Clearly, ATA is under extreme pressure over the next few months, although ATA executives downplay the impact of stratospheric jet fuel prices.

“Higher fuel prices obviously impact our operating costs, but we are fortunate to do about a third of our business in contract flying, where we can pass through higher prices,” said Sean Frick, chief restructuring officer and vice president of strategic planning for ATA.

Frick is referring to ATA’s contracts to fly passengers for the U.S. military, which amounted to 36 percent of ATA’s revenue in the second quarter, a fortuitous rise from 17 percent in the same period last year.

While ATA effectively is hedged against fuel costs on military contracts, it has no fuel hedging on its core business of scheduled airline service. Compare that with perennially profitable Southwest, which for years has bought fuel in advance at lockedin prices. Such hedging saved the Dallas carrier $196 million in the second quarter, according to Morgan Stanley Research.

For Southwest, fuel represented 1.55 cents per available seat mile during the second quarter, vs. 2.35 cents for ATA. Analysts said ATA and many other airlines are far too battered now to afford to hedge their fuel costs. Even when times were good for ATA in 2000, when it signed ill-fated leases on larger versions of the Boeing 737, “They never really had enough of a window when they had enough cash lying around” to hedge, Ayers said.

High fuel expenses or not, “We have not changed our previously announced target of emerging from Chapter 11 in 2006,” ATA’s Frick added.

But what then? Industry guru Boyd said ATA’s woes might betray a crack in the armor of the low-cost carrier model, which has largely targeted the leisure passenger.

Large, so-called legacy carriers have broader revenue streams such as the business passenger. Nor do low-cost carriers serve a number of midsize and small cities that are emerging as lucrative markets, Boyd said.

“It might make the ATA model uneconomical if oil stays at $70 a barrel. The large carriers have a much wider revenue stream,” he said.

Then again, no one is quite sure what ATA’s business model will be until it files its reorganization plan. Several analysts warn that ATA shouldn’t stake its future on Southwest, with which ATA has a codesharing agreement that allows it to collect money flying Southwest passengers on routes the Dallas carrier doesn’t serve, such as Las Vegas-to-Hawaii, and vice versa.

Southwest, which snapped up six of ATA’s gates at Chicago Midway Airport, estimates its code-sharing deal with ATA could fetch it $50 million a year.

But one analyst who asked not to be named said that’s pocket change for Southwest, which doesn’t need the ATA distraction as it focuses on problems in the Northeast.

“They don’t give a rip whether ATA lives or dies,” he said.

“Southwest may decide that it doesn’t want to participate anymore with ATA,” said analyst Miller.

Code sharing has been so profitable that the airlines have expanded it, according to Southwest spokeswoman Melanie Jones.

“We’re keeping a really close eye on how [ATA is] doing and we are pleased with the financial success that we’ve gained from the code sharing,” Jones said.

An ATA spokesperson said Southwest “has expressed satisfaction with its [codesharing] success thus far and the agreement has proven beneficial to both airlines.
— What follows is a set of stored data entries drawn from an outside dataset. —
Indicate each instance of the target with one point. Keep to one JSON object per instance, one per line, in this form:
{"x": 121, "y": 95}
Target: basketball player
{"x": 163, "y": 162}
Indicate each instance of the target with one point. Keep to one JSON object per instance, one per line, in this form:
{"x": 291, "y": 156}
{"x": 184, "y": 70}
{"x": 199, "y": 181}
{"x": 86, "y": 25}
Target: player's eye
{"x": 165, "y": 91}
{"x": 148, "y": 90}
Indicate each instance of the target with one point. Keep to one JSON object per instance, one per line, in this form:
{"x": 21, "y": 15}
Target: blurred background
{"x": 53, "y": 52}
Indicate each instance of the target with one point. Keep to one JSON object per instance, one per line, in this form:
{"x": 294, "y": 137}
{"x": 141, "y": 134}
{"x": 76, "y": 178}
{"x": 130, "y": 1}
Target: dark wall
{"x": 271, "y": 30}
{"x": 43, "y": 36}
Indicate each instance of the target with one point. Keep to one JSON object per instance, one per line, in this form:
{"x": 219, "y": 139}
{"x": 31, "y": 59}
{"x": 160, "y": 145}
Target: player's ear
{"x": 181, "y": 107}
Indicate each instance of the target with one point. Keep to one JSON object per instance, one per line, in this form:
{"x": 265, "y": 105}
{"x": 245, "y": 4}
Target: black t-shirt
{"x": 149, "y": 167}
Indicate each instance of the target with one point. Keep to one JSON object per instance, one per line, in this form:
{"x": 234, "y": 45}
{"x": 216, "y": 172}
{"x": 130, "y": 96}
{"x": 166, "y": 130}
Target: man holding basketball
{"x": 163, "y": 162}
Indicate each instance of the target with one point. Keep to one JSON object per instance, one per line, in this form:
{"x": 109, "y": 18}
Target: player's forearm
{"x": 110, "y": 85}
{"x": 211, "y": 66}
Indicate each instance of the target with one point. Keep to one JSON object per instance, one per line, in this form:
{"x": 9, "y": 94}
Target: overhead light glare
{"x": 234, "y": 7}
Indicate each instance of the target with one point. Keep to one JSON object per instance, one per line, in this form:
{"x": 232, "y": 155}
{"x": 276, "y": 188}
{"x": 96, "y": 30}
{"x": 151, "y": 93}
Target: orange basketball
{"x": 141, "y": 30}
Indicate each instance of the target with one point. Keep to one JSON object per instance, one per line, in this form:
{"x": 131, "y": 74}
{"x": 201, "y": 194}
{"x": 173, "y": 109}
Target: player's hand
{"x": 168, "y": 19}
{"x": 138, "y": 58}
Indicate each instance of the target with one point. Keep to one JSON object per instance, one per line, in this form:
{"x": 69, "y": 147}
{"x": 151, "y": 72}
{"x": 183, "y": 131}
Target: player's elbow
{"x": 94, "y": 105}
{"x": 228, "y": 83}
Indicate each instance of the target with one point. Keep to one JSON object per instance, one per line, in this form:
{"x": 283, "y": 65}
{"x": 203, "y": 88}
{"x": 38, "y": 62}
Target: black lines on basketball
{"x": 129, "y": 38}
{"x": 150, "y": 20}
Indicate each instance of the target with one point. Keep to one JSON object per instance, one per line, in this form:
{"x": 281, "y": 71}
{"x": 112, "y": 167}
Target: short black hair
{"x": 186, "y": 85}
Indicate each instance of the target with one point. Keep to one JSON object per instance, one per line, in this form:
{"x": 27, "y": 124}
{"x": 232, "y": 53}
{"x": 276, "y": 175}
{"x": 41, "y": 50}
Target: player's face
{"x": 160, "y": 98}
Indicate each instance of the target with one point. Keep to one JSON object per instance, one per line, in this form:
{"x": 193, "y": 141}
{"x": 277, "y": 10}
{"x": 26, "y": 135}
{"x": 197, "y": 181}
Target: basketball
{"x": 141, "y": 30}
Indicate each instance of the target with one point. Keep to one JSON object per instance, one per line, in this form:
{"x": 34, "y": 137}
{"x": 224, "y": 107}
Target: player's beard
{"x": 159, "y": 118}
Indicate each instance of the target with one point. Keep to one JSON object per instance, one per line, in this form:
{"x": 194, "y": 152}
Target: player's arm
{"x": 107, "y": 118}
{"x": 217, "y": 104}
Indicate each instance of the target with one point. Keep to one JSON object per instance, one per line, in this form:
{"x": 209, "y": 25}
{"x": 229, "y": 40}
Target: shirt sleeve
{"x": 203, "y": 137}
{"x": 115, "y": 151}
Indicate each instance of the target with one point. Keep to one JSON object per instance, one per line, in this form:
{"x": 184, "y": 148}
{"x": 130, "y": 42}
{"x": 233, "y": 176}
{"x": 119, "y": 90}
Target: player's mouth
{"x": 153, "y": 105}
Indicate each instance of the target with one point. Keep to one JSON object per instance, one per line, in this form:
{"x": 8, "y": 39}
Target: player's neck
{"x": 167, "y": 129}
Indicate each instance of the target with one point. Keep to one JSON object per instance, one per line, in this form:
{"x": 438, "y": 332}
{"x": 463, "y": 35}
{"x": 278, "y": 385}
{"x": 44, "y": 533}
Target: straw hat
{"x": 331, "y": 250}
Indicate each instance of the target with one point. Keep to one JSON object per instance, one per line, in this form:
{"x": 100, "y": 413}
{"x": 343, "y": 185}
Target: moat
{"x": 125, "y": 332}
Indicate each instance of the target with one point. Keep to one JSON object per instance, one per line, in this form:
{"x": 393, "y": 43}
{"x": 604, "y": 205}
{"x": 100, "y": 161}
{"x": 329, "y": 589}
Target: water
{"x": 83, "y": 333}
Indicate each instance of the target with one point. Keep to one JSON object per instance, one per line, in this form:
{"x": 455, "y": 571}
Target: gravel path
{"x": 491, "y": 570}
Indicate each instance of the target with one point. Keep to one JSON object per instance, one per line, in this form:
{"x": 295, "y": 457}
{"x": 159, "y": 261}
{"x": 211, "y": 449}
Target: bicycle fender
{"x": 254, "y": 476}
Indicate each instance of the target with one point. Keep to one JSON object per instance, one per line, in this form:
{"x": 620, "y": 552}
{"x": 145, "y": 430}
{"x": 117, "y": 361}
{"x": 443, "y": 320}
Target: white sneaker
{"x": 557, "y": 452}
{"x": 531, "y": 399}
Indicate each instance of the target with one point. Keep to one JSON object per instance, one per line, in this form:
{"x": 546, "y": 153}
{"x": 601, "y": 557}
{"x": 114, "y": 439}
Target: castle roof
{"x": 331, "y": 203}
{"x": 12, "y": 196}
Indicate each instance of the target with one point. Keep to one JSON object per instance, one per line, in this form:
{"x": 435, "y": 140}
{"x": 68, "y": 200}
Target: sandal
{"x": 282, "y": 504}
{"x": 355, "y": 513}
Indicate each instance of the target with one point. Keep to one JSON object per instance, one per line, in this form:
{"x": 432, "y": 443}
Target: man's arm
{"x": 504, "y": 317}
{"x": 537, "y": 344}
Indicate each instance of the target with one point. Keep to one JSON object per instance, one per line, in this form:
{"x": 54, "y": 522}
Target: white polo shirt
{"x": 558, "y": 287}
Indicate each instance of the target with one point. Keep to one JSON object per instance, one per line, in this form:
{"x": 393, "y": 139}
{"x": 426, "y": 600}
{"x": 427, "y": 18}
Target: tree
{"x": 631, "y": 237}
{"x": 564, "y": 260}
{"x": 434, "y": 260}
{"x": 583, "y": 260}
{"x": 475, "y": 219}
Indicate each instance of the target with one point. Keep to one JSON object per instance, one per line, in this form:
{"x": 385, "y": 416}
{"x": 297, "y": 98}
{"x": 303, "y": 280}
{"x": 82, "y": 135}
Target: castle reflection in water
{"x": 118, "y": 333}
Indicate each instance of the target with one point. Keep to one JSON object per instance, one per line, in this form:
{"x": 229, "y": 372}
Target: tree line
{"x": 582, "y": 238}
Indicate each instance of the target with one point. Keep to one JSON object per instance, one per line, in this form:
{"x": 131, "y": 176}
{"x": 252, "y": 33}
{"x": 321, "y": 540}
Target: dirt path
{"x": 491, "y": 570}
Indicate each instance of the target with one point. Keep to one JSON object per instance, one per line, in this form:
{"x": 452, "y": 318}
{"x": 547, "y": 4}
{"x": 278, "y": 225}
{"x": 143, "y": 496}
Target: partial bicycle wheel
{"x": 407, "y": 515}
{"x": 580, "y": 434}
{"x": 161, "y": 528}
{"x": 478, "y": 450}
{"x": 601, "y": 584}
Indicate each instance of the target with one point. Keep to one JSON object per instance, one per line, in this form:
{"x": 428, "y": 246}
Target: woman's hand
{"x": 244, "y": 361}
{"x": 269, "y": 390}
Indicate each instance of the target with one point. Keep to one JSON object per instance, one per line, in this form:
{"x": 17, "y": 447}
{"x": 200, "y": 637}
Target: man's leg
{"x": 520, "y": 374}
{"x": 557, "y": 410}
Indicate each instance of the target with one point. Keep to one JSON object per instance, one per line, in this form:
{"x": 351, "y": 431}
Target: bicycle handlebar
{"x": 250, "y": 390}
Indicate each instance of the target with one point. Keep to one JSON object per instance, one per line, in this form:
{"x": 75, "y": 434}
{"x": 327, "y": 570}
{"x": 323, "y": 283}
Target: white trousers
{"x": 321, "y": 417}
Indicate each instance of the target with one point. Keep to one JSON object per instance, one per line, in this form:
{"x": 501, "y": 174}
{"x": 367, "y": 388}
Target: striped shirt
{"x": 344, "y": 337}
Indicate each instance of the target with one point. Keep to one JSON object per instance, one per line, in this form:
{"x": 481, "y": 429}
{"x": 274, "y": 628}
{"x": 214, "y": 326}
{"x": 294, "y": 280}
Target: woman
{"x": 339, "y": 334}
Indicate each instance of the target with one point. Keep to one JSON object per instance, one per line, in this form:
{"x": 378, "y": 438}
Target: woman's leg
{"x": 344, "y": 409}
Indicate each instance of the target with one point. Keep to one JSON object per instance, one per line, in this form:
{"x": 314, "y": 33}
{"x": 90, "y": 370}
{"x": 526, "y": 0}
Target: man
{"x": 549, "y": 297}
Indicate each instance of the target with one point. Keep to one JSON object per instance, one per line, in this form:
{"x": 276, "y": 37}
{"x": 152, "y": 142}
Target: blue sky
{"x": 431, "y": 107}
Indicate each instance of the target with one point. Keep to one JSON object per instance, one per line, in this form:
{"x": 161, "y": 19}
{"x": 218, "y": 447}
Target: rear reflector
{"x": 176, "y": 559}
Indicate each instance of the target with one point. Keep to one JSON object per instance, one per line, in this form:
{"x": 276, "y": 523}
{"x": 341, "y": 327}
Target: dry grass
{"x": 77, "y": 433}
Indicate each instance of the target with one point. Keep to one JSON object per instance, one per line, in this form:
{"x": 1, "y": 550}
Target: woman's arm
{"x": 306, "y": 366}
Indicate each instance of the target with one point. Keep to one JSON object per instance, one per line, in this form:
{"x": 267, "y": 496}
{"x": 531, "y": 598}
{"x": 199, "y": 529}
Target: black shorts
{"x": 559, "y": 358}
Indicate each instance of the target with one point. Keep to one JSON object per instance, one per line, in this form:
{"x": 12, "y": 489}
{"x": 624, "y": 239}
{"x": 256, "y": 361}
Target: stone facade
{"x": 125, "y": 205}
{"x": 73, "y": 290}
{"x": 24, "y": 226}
This is demonstrated by the fact that we have already exceeded originally forecasted volumes.”

Another bright side for ATA might be if the airlines finally agree in unison to pass on more of their fuel costs to passengers, said Morningstar’s Lozier, noting that ATA is not alone in dealing with the fuel burden.

The trouble, Boyd said, is that “fuel prices going up is going to put the squeeze on carriers with the weakest revenue streams.”